Faut-il rappeler que, si des milliers d’hommes et de femmes, de toutes nationalités et de toutes confessions, ont péri dans les tours de Manhattan, c’est par centaines de milliers que des musulmans du monde entier meurent depuis des années sous les coups des « fous de Dieu » : en Algérie, en Asie centrale, dans tout le monde musulman, c’est d’abord à des musulmans que les intégristes se sont attaqués, ce sont les musulmans qui ont payé le plus lourd tribut à cette folie sanguinaire.

Et aujourd’hui, c’est l’immense majorité des musulmans qui doivent, en plus, subir la honte de voir ainsi la religion de leurs pères défigurée et déshonorée. Prenons garde de ne pas en rajouter. Car, à laisser se multiplier les humiliations et les agressions, en Bosnie, en Irak, en Palestine ou en Tchétchénie, et à faire aujourd’hui de l’islam un nouveau bouc émissaire, c’est la voix des mauvais bergers qui finira par s’imposer dans un monde musulman que nous aurons réduit au désespoir.

Coup de soleil est né, voici plus de 15 ans, dans un cercle d’amis originaires du Maghreb, immigrés ou rapatriés.

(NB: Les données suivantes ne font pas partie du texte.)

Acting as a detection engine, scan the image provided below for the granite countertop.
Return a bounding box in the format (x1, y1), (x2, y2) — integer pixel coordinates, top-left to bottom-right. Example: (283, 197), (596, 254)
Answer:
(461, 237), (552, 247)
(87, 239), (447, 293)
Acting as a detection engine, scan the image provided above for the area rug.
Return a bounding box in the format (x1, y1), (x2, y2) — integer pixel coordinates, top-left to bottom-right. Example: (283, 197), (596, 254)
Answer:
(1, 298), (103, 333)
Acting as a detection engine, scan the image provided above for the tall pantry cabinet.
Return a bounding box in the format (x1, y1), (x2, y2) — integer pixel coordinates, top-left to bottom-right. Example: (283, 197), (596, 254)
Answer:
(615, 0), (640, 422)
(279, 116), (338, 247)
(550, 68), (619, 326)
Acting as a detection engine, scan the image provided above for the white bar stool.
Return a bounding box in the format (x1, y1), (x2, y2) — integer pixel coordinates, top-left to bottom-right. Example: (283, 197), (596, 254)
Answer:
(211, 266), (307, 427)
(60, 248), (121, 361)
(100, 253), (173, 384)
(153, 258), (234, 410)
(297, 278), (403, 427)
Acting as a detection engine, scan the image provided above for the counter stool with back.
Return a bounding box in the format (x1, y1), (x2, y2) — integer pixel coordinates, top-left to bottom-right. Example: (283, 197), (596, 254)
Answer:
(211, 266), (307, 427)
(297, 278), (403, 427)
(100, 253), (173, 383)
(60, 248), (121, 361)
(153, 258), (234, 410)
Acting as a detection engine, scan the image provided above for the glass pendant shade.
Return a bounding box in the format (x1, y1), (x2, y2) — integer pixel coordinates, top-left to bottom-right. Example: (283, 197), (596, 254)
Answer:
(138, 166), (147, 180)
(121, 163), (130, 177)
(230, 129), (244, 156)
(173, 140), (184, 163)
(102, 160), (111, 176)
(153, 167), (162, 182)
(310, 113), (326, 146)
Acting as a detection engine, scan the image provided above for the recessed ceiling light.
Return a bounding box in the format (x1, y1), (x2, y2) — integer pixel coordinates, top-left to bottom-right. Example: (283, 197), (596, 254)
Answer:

Nous ne voulions pas que reviennent les intolérances et les affrontements qui ont marqué la colonisation puis la décolonisation et qui nous ont conduits à l’exil.

Face au drame que vient de vivre l’Amérique, notre maître mot reste, plus que jamais, la solidarité. Cette solidarité, nous tenons à la réaffirmer d’abord aux familles que la mort a frappées en Amérique. Nous voulons la témoigner également à tous les musulmans qui luttent sans relâche, au péril de leur liberté, au péril de leur vie, contre les dictatures et les obscurantismes. Nous voulons la témoigner aux militants de la paix qui se battent, en Israël et en Palestine, pour que la justice et la paix l’emportent enfin au Proche-Orient. C’est avec eux tous que nous gagnerons le combat contre l’injustice et contre la haine.